Is there a difference between how you approach the treatment of men with mental health issues in comparison to women?

Men address physical health without feeling like their masculinity is in question. They need to be more pragmatic about their mental health also.

- Dr Saliha Afridi, Clinical Psychologist and MD, Lighthouse Arabia

Yes, I believe that men and women need to be approached differently since they have been socialised about feelings, vulnerability and relationships differently.

Most of the men whom I have worked with do not have the language to describe how they feel, because it was not something that was encouraged (it was actually even discouraged) when they were children. Whereas women will very often sit down with a therapist and start talking about their feelings and their difficulties, men find it more difficult to know where to start, how to navigate the rough and unpredictable terrain of emotions, and how to tolerate the distress that often comes from allowing yourself to be vulnerable.

What steps would you recommend young men take to reduce their anxiety and improve their mental health?

• Learn the difference between stressed and anxious or depressed. Men often use stress as a catch-all word for any feeling that they do not understand or that is overwhelming.

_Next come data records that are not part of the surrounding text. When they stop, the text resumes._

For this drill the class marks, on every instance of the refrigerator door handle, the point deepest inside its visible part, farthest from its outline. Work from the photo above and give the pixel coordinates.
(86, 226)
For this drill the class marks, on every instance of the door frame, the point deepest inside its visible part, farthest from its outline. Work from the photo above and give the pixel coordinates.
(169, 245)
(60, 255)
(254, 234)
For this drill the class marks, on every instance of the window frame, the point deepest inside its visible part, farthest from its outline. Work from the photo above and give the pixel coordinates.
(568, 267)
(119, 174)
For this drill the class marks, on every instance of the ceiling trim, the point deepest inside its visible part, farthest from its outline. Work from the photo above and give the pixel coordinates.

• Realise that you do not have to tell everyone in your life if you do not wish to, but it helps to have one trusted individual be your companion, witness or guide through difficult emotions. It really does help to talk about it — with a friend, or with a professional.

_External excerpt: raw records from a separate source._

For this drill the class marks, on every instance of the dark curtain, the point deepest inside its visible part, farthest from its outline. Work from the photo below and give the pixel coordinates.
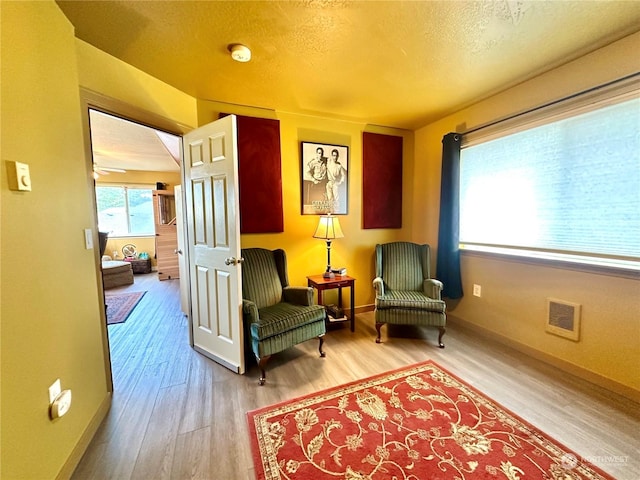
(448, 265)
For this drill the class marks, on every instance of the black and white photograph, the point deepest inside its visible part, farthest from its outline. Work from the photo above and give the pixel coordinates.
(325, 174)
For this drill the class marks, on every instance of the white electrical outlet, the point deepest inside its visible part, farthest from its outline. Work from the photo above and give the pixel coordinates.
(88, 238)
(54, 390)
(61, 404)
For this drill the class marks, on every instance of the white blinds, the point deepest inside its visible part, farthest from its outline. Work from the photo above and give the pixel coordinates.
(572, 185)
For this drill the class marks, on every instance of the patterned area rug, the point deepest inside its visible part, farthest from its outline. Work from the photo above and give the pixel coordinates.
(120, 305)
(419, 422)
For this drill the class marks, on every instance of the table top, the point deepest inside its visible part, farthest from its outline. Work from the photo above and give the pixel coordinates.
(319, 280)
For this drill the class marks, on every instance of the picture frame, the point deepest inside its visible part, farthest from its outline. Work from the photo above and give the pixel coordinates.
(324, 175)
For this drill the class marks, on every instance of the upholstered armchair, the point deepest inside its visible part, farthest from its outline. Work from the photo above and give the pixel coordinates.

• Don’t judge therapy before you try it. Many men will dismiss therapy as being too soft and feminine. They will say things like ‘talking will not help’ or ‘I can handle it on my own, I don’t need therapy’. I would suggest they try a few sessions of therapy and maybe even a few therapists before you make a conclusion about the efficacy of therapy.

• Name it to tame it — build your emotional vocabulary. Saying you are hurt will be less cathartic than saying you feel betrayed when such a life event is experienced.

• Be practical about addressing mental health. Men address physical health without feeling like their masculinity is in question — they need to be more pragmatic about their mental health also. Decoupling emotions from femininity and making them more about humanity is a mindset shift.

How would you suggest men approach dealing with anxiety about everyday issues such as concerns about money or job security?

I would like to normalise these issues for men. A man’s masculinity and identity are often tied to his professional and financial success — which is why when these things are threatened, he can feel that his whole being is under threat. And to fail in the professional and financial sense is experienced as he is a failure in every sense.

I think many men feel that they are alone in experiencing these concerns or anxieties. They carry a lot of shame for not being strong enough to deal with these issues by themselves.

But many men, if not the majority of men, feel anxious about their finances, job security, being able to provide for their family, etc.

Most men carry the burden of being the provider for the family — and money and a job are linked to the basic human needs for survival (food, clothing, shelter), which when threatened will and should create anxiety in anyone.

If a young man believes they are suffering from some form of mental illness, such as depression, but they don’t want to let their friends and family know, what would you recommend they do?

You should seek professional help as you would for any physical ailment or injury. Men should also learn skills to cope with it. Many men have lived with these feelings for so long that they do not realise that there is a way to live without such feelings.

Do not ignore it in the hope that time will help or that time will heal. Time only helps or heals when people are addressing or have addressed the issue. If you wrap the wound before cleaning it or disinfecting it, the infection will spread and it will get worse.